Weaver describes this as being “more on the front foot with customer service”, but this new approach is only possible because it is enabled by new technology.
Graham Weaver
Head of Digital Products, Riverside
“[Salesforce's CRM platform gives] a single view of the customer, so that not only our customers but also our colleagues have all the information we think is relevant in one place, whereas before we would have been swivel chairing to multiple systems to find out information about the customer.”
Joined-up platform
Riverside has brought in Salesforce as its customer relationship management (CRM) platform in an attempt to give it “a single view of the customer, so that not only our customers but also our colleagues have all the information we think is relevant in one place, whereas before we would have been swivel chairing to multiple systems to find out information about the customer.”
This joined-up platform allows Riverside to use “guided call flows”: a semi-automated system that guides its human advisors in order for a call to be better handled.
Weaver explains: “We can see that they've actually called in this many times already in the last three months or there’s an open case already ongoing about a query that they bring in. That helps us give better customer service in that instance because we can be on the front foot with the right information.”
Proactive contact
There are other areas where the fusion of a more proactive attitude and smart technology is transforming how Riverside engages with its customers. For example, its attempt to tackle damp and mould in its homes has seen it install around 3,500 Switchee devices, which monitor temperature and humidity.
Again, says Weaver, this is about getting ahead of the game when it comes to engaging with tenants. “We can start trying to proactively identify homes that could be showing signs of damp and mould,” he says, adding that the same technology can also be used to spot customers who are experiencing difficulty with fuel bills: “Particularly in the winter months where people were struggling to pay bills, we could start seeing where the heating hadn’t been on for long periods of time and people could be vulnerable and at risk. We can use that information to proactively contact customers to make sure they’re ok.”

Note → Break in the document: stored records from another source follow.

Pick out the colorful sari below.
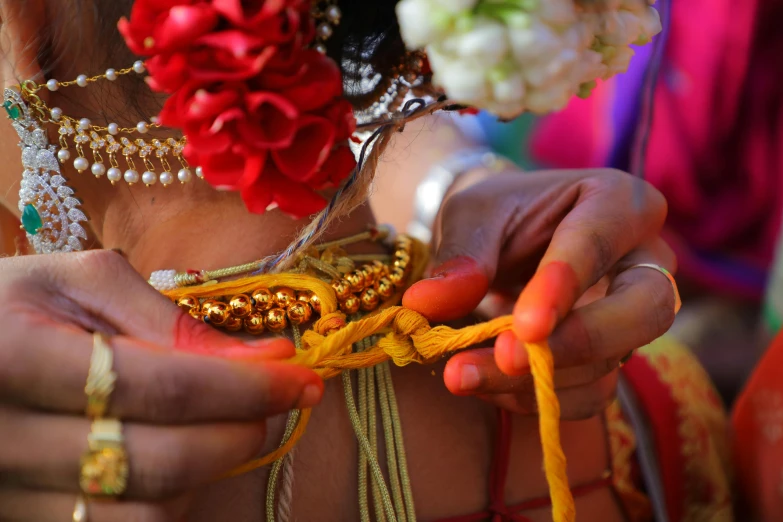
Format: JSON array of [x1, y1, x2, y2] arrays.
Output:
[[532, 0, 783, 300], [732, 333, 783, 522], [620, 337, 733, 522]]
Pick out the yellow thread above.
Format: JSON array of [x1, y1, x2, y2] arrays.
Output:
[[167, 274, 575, 522]]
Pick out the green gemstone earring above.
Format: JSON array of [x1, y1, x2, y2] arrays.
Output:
[[3, 89, 87, 254]]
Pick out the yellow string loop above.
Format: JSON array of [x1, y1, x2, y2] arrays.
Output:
[[167, 274, 576, 522]]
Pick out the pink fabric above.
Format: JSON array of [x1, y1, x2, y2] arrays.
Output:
[[531, 0, 783, 297]]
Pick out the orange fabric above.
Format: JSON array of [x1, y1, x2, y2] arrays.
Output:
[[732, 333, 783, 522], [623, 337, 733, 522]]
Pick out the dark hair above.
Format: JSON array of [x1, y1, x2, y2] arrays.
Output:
[[32, 0, 405, 115]]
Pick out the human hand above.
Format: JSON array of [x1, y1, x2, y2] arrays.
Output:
[[403, 170, 676, 419], [0, 251, 323, 522]]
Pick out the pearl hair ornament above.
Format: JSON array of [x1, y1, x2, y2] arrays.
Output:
[[22, 63, 204, 187]]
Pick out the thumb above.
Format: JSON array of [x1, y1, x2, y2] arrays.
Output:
[[402, 190, 503, 322]]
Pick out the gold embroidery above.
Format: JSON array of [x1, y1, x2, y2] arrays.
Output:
[[639, 338, 733, 522], [605, 401, 653, 522]]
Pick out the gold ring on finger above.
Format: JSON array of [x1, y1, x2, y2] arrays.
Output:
[[84, 332, 117, 419], [79, 419, 129, 497]]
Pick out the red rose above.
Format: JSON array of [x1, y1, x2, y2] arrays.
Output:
[[117, 0, 218, 56], [146, 30, 276, 92], [212, 0, 315, 44], [120, 0, 356, 217]]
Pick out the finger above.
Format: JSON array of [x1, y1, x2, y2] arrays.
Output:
[[0, 490, 187, 522], [0, 407, 266, 500], [495, 246, 675, 375], [0, 324, 323, 424], [514, 175, 666, 342], [8, 250, 258, 352], [482, 370, 618, 421], [443, 348, 620, 395]]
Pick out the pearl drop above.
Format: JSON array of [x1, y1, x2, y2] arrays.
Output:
[[125, 169, 139, 185], [90, 163, 106, 178], [73, 157, 90, 172], [316, 23, 333, 40], [326, 5, 343, 24], [106, 167, 122, 183], [177, 169, 192, 183], [141, 170, 158, 186]]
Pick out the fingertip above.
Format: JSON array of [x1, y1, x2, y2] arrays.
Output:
[[514, 261, 579, 342], [443, 358, 481, 396], [513, 307, 557, 343], [402, 256, 489, 322], [495, 332, 530, 376]]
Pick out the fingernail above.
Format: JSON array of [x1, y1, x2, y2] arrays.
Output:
[[513, 306, 557, 342], [459, 364, 481, 391], [511, 341, 527, 372], [296, 384, 322, 409]]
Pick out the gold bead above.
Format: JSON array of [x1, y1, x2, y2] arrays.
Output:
[[394, 250, 411, 270], [332, 279, 351, 301], [286, 301, 313, 325], [360, 265, 377, 288], [203, 302, 231, 326], [223, 315, 242, 332], [177, 295, 200, 312], [228, 294, 253, 319], [372, 259, 389, 281], [264, 308, 288, 333], [296, 291, 321, 314], [252, 288, 275, 312], [310, 294, 321, 314], [188, 307, 204, 321], [244, 312, 265, 335], [375, 277, 396, 299], [360, 288, 381, 312], [340, 296, 362, 315], [345, 270, 364, 292], [275, 288, 296, 308], [389, 268, 405, 286], [201, 299, 220, 313]]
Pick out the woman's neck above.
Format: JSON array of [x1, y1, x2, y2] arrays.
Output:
[[99, 189, 374, 277]]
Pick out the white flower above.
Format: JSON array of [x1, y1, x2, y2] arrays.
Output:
[[397, 0, 661, 118], [397, 0, 449, 49]]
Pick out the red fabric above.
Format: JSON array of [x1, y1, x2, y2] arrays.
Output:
[[434, 409, 612, 522], [732, 332, 783, 521], [623, 357, 685, 521]]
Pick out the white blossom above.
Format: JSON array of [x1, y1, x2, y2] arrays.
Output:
[[397, 0, 661, 118]]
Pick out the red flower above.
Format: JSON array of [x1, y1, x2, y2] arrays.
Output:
[[120, 0, 356, 217]]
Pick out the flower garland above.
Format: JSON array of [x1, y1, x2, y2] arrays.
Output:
[[119, 0, 356, 218], [397, 0, 661, 118]]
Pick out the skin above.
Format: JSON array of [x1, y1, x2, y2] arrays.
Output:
[[0, 1, 674, 522]]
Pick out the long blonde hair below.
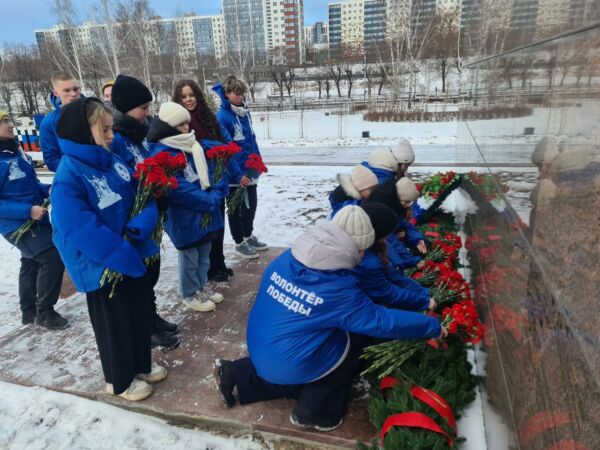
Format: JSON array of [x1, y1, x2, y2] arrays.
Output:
[[85, 102, 113, 150]]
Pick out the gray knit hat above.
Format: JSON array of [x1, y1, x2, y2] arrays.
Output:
[[368, 148, 398, 172], [332, 205, 375, 250], [396, 177, 419, 202]]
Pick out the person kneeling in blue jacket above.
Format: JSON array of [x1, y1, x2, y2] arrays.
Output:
[[354, 203, 436, 311], [215, 205, 443, 431], [0, 111, 69, 330], [50, 98, 167, 401]]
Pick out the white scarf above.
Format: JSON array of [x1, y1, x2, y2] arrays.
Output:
[[231, 103, 248, 117], [160, 131, 210, 189]]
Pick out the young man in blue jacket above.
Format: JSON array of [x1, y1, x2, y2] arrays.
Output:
[[0, 111, 68, 330], [40, 72, 81, 172], [215, 205, 444, 431], [213, 75, 269, 259]]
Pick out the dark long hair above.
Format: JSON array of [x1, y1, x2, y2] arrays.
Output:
[[173, 80, 224, 142]]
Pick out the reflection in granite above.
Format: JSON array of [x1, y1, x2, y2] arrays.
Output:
[[458, 14, 600, 450]]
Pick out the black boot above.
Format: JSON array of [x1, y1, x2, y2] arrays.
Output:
[[152, 313, 179, 334], [21, 308, 36, 325], [214, 359, 235, 408], [150, 331, 181, 350], [35, 309, 69, 330]]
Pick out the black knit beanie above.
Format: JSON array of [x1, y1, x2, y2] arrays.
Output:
[[112, 75, 152, 114], [360, 203, 398, 242], [56, 97, 102, 145], [363, 181, 406, 217]]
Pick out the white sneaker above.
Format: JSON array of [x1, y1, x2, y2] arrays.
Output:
[[135, 363, 167, 383], [183, 297, 217, 312], [106, 378, 154, 402], [194, 289, 225, 304]]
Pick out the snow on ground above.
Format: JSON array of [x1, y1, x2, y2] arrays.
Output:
[[0, 110, 548, 450], [252, 102, 599, 149], [0, 382, 270, 450]]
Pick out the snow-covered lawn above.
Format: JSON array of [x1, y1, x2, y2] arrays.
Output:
[[0, 382, 270, 450]]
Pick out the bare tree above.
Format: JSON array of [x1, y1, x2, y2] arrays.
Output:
[[52, 0, 83, 86], [115, 0, 158, 86], [279, 68, 296, 96], [327, 64, 343, 98]]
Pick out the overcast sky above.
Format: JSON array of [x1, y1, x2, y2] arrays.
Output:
[[0, 0, 331, 47]]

And it is through these kinds of technologies that landlords such as Riverside are also learning how wider business benefits can be derived directly from an improvement in customer engagement. For example, the organisation is looking into using Internet of Things (IoT) technology to monitor boiler performance.

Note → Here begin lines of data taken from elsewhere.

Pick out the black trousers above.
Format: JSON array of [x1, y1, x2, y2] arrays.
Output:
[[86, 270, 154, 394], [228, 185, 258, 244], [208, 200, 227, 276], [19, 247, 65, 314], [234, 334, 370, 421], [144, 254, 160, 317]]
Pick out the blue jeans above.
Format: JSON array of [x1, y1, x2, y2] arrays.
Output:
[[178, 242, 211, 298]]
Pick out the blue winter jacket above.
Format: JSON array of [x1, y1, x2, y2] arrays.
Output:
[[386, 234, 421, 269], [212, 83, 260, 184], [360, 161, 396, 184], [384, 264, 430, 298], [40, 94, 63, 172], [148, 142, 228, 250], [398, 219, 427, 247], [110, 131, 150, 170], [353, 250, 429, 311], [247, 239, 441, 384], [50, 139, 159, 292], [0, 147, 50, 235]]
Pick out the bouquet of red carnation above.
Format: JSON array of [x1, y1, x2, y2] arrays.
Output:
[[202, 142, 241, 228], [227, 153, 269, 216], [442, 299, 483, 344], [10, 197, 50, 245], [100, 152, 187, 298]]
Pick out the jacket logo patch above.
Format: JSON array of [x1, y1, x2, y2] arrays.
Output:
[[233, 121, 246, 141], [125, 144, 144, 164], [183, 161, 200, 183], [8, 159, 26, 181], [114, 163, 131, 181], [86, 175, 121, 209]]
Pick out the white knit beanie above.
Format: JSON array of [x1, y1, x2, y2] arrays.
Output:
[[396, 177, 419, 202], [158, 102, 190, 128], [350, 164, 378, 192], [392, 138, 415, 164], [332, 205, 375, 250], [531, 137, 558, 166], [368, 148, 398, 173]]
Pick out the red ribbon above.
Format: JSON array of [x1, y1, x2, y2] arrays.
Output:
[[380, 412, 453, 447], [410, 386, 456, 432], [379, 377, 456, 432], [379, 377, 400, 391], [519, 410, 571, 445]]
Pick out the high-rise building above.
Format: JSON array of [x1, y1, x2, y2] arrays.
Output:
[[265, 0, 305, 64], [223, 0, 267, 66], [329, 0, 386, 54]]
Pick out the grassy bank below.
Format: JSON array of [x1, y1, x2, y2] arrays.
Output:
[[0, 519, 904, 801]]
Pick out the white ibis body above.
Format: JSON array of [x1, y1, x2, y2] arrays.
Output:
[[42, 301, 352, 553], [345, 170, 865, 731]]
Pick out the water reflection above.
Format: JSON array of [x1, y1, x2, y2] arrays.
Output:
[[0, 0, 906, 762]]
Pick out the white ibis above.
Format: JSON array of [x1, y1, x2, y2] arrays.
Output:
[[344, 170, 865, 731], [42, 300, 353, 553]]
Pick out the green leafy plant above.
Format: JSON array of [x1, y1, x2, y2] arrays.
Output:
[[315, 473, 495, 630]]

“We could automatically monitor boilers so that we could see if they were performing properly and recognise potential faults before they happen,” Weaver elaborates. “As it stands today, a customer would call us if their boiler broke and then we'd have to be reactive and arrange a gas engineer to visit. We’re not doing that yet but one of our aspirations is to push out IoT and start monitoring equipment in homes.”
This clearly would have a broader application as it would improve energy efficiency and could be used to move Riverside’s stock closer towards net zero quicker and more cheaply.
“We could start seeing where the heating hadn’t been on for long periods of time and people could be vulnerable and at risk.”
Culture change
So, is it only the availability of new technology that is driving this push for improved services, or is there also a culture change going on in the sector? According to Weaver, it’s a bit of both.
“Actually, our customers are demanding us to be more proactive,” he says. “They have been accustomed for many years to other services being more proactive. Amazon, John Lewis etc are always held up as the examples from other sectors but customers are used to it these days.
“Our customers are quite rightly demanding that we start being a lot more proactive and offer better services in line with those general expectations.”